Het primaire eindpunt van de studie was Ki67-labeling in DCIS-lesies. Deze nam af met 3,4% in de 4-OHT groep en 5,1% in de oraal-T groep. Voor beide groepen was de afname statistisch significant (p<0,03); het verschil tussen beide groepen was niet significant (p=0,99). De 4-OHT-concentratie in het vetweefsel in de borst verschilde niet tussen beide groepen (p=0,88). Er was wel een significant verschil tussen beide groepen in de mediane plasmaspiegel van 4-OHT: 0,2 ng/ml in de 4-OHT groep en 1,1 ng/ml in de oraal-T groep (p=0,0003). In de oraal-T groep werden significante toenames gezien van SHBG, factor VIII, en von Willebrand factor, en een signficante afname in plasma IGF1; deze veranderingen werden niet gezien in de 4-OHT groep. De incidentie van opvliegers was niet verschillend tussen beide groepen.

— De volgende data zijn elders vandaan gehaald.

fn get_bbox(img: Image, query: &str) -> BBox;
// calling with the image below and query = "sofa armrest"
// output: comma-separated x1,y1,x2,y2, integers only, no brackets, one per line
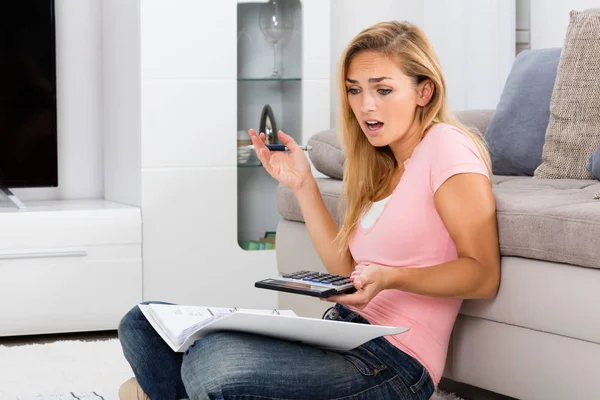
455,109,495,136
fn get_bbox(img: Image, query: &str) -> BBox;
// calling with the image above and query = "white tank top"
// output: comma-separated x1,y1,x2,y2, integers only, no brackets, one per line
360,195,392,229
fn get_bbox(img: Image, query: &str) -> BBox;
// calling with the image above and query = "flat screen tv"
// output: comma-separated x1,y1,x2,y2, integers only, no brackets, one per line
0,0,58,189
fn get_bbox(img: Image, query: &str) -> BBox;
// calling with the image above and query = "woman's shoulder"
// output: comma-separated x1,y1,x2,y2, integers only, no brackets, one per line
421,122,483,157
424,122,474,144
421,123,489,191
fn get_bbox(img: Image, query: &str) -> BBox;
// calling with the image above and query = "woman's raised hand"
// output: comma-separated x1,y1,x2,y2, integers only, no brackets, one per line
248,129,313,193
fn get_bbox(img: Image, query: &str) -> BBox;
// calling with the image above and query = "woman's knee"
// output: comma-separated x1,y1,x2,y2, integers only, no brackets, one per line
181,332,263,400
118,301,172,349
118,305,141,342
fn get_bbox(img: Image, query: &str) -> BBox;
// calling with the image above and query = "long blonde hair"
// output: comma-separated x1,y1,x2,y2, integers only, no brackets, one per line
334,21,492,253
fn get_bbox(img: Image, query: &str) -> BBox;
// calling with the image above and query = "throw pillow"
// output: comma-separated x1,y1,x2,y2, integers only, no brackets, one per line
307,128,345,180
592,146,600,199
588,145,600,181
534,10,600,179
484,48,561,176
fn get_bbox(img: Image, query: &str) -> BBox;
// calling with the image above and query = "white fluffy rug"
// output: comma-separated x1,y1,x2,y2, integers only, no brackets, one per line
0,339,132,400
0,338,462,400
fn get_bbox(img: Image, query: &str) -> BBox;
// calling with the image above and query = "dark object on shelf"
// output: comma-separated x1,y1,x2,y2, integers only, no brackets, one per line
259,104,278,144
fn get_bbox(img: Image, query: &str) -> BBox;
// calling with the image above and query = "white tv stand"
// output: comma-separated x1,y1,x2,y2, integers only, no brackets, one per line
0,188,27,210
0,199,142,336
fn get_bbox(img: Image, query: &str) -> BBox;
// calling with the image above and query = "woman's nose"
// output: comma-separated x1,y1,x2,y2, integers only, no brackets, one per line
360,94,376,113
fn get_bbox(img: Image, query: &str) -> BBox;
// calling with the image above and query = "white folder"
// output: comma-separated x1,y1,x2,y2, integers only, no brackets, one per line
139,304,408,353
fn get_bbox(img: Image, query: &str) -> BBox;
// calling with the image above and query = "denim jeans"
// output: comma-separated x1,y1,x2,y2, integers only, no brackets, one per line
118,301,434,400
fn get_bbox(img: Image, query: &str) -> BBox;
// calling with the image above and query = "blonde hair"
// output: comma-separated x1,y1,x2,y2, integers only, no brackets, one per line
334,20,492,253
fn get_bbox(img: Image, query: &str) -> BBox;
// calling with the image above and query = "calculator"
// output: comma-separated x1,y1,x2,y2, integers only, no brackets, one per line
255,270,357,298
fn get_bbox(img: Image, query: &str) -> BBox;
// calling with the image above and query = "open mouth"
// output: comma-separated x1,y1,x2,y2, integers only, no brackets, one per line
365,120,384,134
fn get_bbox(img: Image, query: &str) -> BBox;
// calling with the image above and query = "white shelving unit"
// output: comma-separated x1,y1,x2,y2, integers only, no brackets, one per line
103,0,331,309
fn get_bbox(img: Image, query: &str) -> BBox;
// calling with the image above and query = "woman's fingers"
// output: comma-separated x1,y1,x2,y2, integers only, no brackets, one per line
248,129,268,150
248,129,266,153
277,130,299,152
248,128,259,141
353,277,365,290
250,133,271,166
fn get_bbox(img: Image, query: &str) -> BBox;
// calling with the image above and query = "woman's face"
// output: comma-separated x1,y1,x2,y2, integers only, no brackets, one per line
345,51,431,149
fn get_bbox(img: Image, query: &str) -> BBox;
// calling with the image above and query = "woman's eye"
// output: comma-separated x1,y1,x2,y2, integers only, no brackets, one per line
378,89,392,95
347,88,360,95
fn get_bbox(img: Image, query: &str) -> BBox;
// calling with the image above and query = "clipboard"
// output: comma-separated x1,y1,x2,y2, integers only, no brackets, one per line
139,304,408,353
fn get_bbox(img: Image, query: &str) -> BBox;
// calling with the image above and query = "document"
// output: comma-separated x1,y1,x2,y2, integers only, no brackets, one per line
139,303,408,353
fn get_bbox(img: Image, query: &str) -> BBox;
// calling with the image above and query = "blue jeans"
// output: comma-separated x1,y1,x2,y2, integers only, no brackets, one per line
118,301,434,400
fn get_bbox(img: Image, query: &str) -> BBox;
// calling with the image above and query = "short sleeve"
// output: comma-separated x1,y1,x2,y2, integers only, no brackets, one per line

De onderzoekers concluderen dat het antiproliferatieve effect van de gel even sterk is als dat van het orale middel, maar dat de effecten op endocriene en coagulatieparameters minder sterk zijn. Deze resultaten steunen de verdere evaluatie van lokale transdermale therapie voor DCIS en borstkankerpreventie.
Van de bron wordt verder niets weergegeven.